Azelaic Acid (Azelex): Azelaic acid is a topical cream for acne. The manufacturer's studies in animals do not show an increase in malformations at doses much higher than the maximum human dose. There have not been any human reproductive studies to date. While it is reassuring that animal studies do not show teratogenicity and that the fetal dose is small because the medication is topical, the risk of azelaic acid is undetermined because there have been no human studies.
Summary:
Acne medications may present a range of risks issues during pregnancy. Isotretinoin (Accutane) should not be taken during pregnancy due to its well established risk of causing cancer and birth defects. Also, tetracycline and its derivatives should not be used after 16 weeks gestation due to its effects on calcium-containing tissue, particularly teeth. The risks of other medications such as tretinoin are less clear cut. Some commonly used preparations, with benzoyl peroxide, do not appear to pose as significant a risk for birth defects.
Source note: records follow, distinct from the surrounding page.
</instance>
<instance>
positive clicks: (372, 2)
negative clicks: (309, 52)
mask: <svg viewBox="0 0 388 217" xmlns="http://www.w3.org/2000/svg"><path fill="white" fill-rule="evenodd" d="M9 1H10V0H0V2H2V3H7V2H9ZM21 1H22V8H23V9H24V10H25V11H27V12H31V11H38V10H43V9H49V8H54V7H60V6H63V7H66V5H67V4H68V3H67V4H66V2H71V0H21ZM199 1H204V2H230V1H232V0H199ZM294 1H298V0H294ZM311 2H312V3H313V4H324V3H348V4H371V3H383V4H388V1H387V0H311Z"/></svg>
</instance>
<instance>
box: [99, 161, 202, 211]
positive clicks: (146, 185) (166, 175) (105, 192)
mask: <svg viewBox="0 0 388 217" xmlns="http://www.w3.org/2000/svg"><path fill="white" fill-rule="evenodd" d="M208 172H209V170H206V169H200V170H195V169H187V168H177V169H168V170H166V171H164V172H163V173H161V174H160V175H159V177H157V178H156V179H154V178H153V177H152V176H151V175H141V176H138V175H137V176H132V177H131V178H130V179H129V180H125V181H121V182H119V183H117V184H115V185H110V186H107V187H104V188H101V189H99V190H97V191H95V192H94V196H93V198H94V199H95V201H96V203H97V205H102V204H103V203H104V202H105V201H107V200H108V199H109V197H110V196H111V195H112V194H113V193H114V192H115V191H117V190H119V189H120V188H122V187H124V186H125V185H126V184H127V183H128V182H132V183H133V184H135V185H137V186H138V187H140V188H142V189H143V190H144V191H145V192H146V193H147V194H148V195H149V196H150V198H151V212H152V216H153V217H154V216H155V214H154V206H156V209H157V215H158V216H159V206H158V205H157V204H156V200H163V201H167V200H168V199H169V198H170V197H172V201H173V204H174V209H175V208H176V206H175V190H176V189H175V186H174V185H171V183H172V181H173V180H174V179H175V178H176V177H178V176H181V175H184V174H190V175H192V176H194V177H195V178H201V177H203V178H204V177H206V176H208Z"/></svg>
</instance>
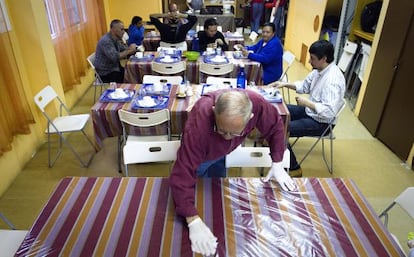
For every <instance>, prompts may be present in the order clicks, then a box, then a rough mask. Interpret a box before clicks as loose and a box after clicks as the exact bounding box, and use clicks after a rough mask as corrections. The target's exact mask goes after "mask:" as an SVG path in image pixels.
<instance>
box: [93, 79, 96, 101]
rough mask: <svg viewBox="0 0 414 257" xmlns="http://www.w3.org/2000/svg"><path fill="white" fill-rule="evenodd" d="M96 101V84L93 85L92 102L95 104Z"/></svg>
mask: <svg viewBox="0 0 414 257" xmlns="http://www.w3.org/2000/svg"><path fill="white" fill-rule="evenodd" d="M95 101H96V84H95V83H93V102H94V103H95Z"/></svg>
There are a wide variety of medications available for the treatment of acne, many of which pose a minimal risk if applied topically during pregnancy. The use of any of these should be thoroughly discussed with your physician and health monitoring during their use should be regular and essential.
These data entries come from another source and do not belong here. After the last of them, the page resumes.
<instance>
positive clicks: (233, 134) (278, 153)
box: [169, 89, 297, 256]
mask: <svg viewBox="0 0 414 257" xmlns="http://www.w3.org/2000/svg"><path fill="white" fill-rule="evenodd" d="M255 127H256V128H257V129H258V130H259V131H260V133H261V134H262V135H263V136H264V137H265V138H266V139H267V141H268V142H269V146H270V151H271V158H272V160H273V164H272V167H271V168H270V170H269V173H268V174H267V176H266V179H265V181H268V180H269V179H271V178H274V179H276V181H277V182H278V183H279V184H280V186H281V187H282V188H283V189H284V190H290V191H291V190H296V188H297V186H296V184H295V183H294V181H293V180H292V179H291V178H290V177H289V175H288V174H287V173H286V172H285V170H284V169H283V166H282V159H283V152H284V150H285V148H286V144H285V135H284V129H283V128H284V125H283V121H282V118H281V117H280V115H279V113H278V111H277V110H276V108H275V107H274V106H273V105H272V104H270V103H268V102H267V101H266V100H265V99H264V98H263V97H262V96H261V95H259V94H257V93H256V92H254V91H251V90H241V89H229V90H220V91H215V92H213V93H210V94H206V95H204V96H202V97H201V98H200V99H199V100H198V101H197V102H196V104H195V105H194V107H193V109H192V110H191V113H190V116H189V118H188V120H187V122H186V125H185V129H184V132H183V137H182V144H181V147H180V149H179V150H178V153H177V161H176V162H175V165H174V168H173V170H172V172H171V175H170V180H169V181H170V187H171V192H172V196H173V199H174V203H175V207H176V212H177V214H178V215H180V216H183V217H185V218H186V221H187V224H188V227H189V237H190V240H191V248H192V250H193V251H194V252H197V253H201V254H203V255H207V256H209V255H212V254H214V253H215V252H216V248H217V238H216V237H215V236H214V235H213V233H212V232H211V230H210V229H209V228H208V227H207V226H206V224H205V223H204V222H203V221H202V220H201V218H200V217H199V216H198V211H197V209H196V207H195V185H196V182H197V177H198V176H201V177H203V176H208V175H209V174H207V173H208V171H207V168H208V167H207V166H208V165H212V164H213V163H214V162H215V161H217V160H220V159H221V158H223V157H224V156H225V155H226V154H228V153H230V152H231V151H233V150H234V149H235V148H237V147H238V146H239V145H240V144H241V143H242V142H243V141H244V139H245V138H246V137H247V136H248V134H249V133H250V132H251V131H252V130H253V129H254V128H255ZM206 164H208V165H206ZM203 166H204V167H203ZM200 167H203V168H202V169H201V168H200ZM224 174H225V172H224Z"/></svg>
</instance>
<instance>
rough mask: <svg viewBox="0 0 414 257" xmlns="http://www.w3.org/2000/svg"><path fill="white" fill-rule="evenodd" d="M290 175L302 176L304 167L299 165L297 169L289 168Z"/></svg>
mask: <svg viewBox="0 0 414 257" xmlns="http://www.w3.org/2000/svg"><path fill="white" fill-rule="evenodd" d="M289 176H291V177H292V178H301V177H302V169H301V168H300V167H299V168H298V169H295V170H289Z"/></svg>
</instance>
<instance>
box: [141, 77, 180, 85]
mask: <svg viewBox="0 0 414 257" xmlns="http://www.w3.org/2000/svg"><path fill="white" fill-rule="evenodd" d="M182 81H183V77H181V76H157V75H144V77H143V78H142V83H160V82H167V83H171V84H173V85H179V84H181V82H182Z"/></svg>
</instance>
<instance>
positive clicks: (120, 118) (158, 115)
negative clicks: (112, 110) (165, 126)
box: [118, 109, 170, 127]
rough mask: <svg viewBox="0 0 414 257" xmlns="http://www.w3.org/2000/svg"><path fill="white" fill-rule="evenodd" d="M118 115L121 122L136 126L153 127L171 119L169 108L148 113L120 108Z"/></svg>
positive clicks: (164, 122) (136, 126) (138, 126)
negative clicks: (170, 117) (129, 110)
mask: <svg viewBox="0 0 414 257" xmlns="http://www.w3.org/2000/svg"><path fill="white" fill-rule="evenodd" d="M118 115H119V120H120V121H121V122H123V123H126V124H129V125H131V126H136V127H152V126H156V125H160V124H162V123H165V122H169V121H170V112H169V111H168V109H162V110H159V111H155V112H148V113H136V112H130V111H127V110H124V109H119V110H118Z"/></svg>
According to a paper published in the Annals of Dermatologic Venereology in Jan of 2008 (Jan;135(1):27-33. Epub 2008 Jan 18)titled "Acne, pregnant women and zinc salts: a literature review" [Article in French] by B. Drno and E. Blouin, Zinc plays a key role in our body's physiology by modulating activities of many enzymes. Zinc requirements increase during pregnancy, mainly because of its utilization during embryogenesis and fetal development. These authors showed in literature review that use of zinc salts in pregnant women is beneficial in those with zinc deficiency but that it has no harmful effects in those without zinc deficiency.